You don’t plan for these types of vacations. I definitely packed for a different trip when leaving New York, but like with any traveling adventure, you’re bound to forget things or pack incorrectly, right?
I’ll spare you the many side effects and challenges that I had to overcome through initial diagnosis. But none of it was easy.
In the end we decided that I would not go back to my life in New York and instead would go back to Seattle for treatment after the surgeries because I needed full-time care and lived close to one of the best hospitals for my diagnosis. I was diagnosed with a Medulloblastoma Desmoplastic tumor, a type of pediatric brain cancer, and my medical team recommended that a pediatric specialist treat me. I got transferred to Seattle Children’s, which I now know was the best place ever if you needed to be treated for the worst thing ever. I was one of the oldest patients there at the time. I was 22 when I got diagnosed. I’m 27 now.
I had to leave New York. I felt like I got ripped out. I did pretty much the opposite of what all my friends were doing. I had moved to New York at 17 by myself for college. But now at 22, after graduating and starting my first job, I was forced to go back to Seattle. I did not really have a choice. I had to leave my job, my apartment and my life in New York behind, carrying just a suitcase full of beachwear from my Miami vacation.
I can’t praise Seattle Children’s enough. I was blessed to be able to be treated there. I had to undergo very aggressive treatment, filled with various types of radiation and chemotherapy. My days all merged into one super long day that never seemed to be ending. If it wasn’t one pain, it was another side effect or another checkup that I had to go to.
And that’s how it was until 2012 when I finished treatment. I still go in for regular follow-ups.
Cancer is hard because it is never easy or convenient. It doesn’t just knock on your door before barging in. You cannot plan for it, or pack for it in my case. I had no history of cancer even within my extended family. On top of that, I was diagnosed with a cancer that’s usually diagnosed in 2-to-4-year-old boys. It really rocked my whole world – but also that of my family and friends.
I was doing everything on my own from a young age. And in one moment everything changed. I needed help from everyone. I couldn’t do anything by myself. I can’t really explain it, but my complete independence was taken away. For a year, I was watching everyone I knew live. Whatever that may mean, everyone was living in some sort of way and I was in a bed or at an appointment the whole time, while other people were doing everything for me.
When you leave treatment, everyone’s so happy, and you’re happy, you’re done, it’s great! Then you walk out the door and nothing is the same. Everything has changed.
Full processing of what you have just been through only begins when you start weaning off of all the medications and getting a bit of clarity. This is a new, never ending process for me and many other survivors.
I have various lasting effects, some minor but some that I face with unease daily. Some external and some that are invisible. And I am just 27 years old with lots of life to live and much left to give!
But I’ve had and keep having many blessings, which I cherish deeply.
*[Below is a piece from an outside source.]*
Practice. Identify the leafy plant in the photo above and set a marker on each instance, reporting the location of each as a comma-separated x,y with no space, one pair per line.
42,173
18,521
I entered the young adult survivorship community and I’ve attended a lot of great camps. Those programs are a great addition to conventional therapy and a way to connect with yourself and with others who have shared similar experiences. So much power has come out of those. I was not able to walk on the regular ground yet but I went to a camp in Maui where I learned to balance and stand up on a paddleboard. It’s a sense of power in your body and allows you to see what you can do despite the barriers. Beware though, camps are addicting!
In my eyes, there was no other choice: My family and the extensive support system I had enabled kept me going forward. They were the ones fighting for me.
These were the cards I was given — I had no choice but to keep playing.